Getting Started

The hardest part in accomplishing anything great is simply getting started.  Many times the goal seems too immense to tackle and we often feel we need to prepare before attacking our goals. Something I constantly hear is, “I need to get in better shape before I do any of your workouts.” If you wanted to make your car run as efficiently as possible, most of us would not start working on it before taking it to the mechanic. Taking it straight to the professionals tends to be the wisest move. Most are worried about the embarrassment that comes with not being able to keep up in a class. First things first, anyone who looks down upon another person who is not able to keep up is not welcome in my class. My heart is constantly warmed when a veteran class member stops his/her workout to assist the new member. Not only are new members welcome to most fitness classes, but they inspire the veterans to keep putting in the work to build their own goals. Everyone loves the underdog, so when someone is struggling but pushing as hard as possible, people are motivated in their own endeavors. The most inspiring moment of any long race is not when the winner crosses the finish line but when the last of the runners are limping to cross the finish.

 

So let’s go through a template for starting your day.
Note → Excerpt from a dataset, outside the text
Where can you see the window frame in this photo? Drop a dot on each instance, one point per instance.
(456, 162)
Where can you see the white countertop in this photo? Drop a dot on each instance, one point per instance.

One of the most common questions is whether to workout in the morning or evening. Statistics show some positive results for exercising in the morning and may play a role in accelerating fat loss, but I have not found any substantial results either way. Whatever works best for your schedule is fine, as long as you are getting it in. Starting your day with a small glass of warm (fresh) lemon water will benefit digestion. Having proper digestion not only aids in the absorption of nutrients but has a major effect on the function of our brain which, in turn, controls our energy and mood for the day. A perfect breakfast is a variation of an omelet or scramble: eggs (or a vegan substitute) and vegetables. Mix up the vegetables day to day as to receive a variety of nutrients and taste so you do not get tired of having the same breakfast every single day. Avoid carbohydrates like oatmeal or breads in the morning. No matter what decisions you make for the rest of the day, at least you have a good start.  

 

Jennifer Loboda from www.nutritiousinthecity.com has a few tips for those starting their new program. “My advice for someone starting from scratch in the healthy eating department is to start small and sustainable. Add one healthy food into your diet, like greens. A super simple green smoothie recipe is one handful of spinach, a banana, a cup of almond milk and 1-2 tablespoons of nut butter. Then you can still have your 3 donuts and 5 cups of coffee, whatever your vice is, but at least you are doing something good for yourself too. After that becomes a habit, add in one more healthy food and keep it up. I prefer people have an ‘add in’ mentality instead of ‘giving up’ their favorite stuff. Eventually they will be eating so many healthy foods (and loving them) they will not have room for all of the not so healthy stuff.” Perfect advice, Jennifer.

 

So this week is all good starts! Join a class, eat a good breakfast and start making healthier food choices. Like the philosopher, Laozi, a contemporary of Confucius, said, “The journey of a thousand miles begins with a single step.” Take your step today.